The show is inspired by the film with which she shares her name, “Les Choses de la Vie” by Claude Sota (1970), which follows a man on the last day of his life. He is debating whether to end things with his mistress or leave his wife, and visits his son and father before (spoiler alert) gets into a car accident and dies.

Maybe that’s why Linai has big, fast cars in mind.

“I really resonated with this man,” Yanai said. “This is the last day of his life, and we see him visiting his beloved, his wife, his father, his son and his workplace. Everything pulls him in different directions, all the demands of his life.”

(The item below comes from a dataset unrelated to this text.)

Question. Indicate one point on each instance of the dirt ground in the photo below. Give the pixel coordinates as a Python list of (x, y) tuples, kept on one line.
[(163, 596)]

Many of the drawings in the show are reconstructions of still images from the film. They capture the power and beauty of the simple acts that create life and can disappear so quickly.

“I like the title ‘Things of Life,'” Yanai said. “As I get older, the day-to-day life becomes harder. I don’t know how people draw the big issues in their work. I can’t even move beyond breakfast.”

‘The Things of Life’ is on display at the Miles McEnery Gallery at 525W 22nd St. (Christopher Burke Studio. Courtesy of the artist and Miles McEnery Gallery / via JTA)

Yanai, 44, recently opened a studio in Marseille, France, away from his wife. For the first time, most of his work for the exhibition was painted in France, instead of in his home studio in Tel Aviv.

“The program felt very French to me, in the end. It bothers me a bit,” he said.

Yanai is resistant to contact with any particular area. Not France, not Sicily – where he goes on holiday every August – and not Israel, where he lives and works mostly. He does not want to be labeled an Israeli artist, or even a Jew, even though he defines himself as “a very proud Israeli and a very proud Jew.” Being called an “Israeli” artist or a “French artist,” he explained, “is like putting a certain spice on a dish and then it becomes the only thing you taste.”

Haifa-born Yanai moved with his family to the suburbs of Boston when he was seven. He attended Parsons School of Design, The New York Studio School, Pont-Aven School of Art and Hampshire College, where he completed his BFA in 2000. Yanai has presented two dozen solo exhibitions, and his works have appeared in many group exhibitions around the world.

“Chronicles” marks the first time that Yanai presents paintings that put the human figures at the top and center; His previous performances feature plants and landscapes.

During COVID’s first lock, he felt a massive change in what he was doing with his art.

“For the first two weeks I thought the art was over. I sat in bed and did not paint. I felt like ‘this is it, there is no more art,'” he explained. But it was these thoughts that allowed him more freedom to draw whatever he wanted, even if it felt irrelevant or imperfect. At first Yanai drew screenshots of zoom calls and online lectures. “I did not even understand what I was doing until then,” he said. “And I do not know if I can do it again.”

Fighting the plague, for Yanai, means embracing the idea of ​​his artistic freedom. “I came to art for a reason, to do what I want. Freedom to create what you want, to challenge yourself and go to different places.” The films he watched during the lock reminded him of this, and let him explore more figurative, narrative, and emotional portraits.

Yanai, who has upcoming exhibitions in Berlin and Tokyo, hopes his next project will be equally liberating. “I want to draw what I want, everything I have an emotional response to. I look around at things that give me a response or a deep emotional response, and that’s what I draw.”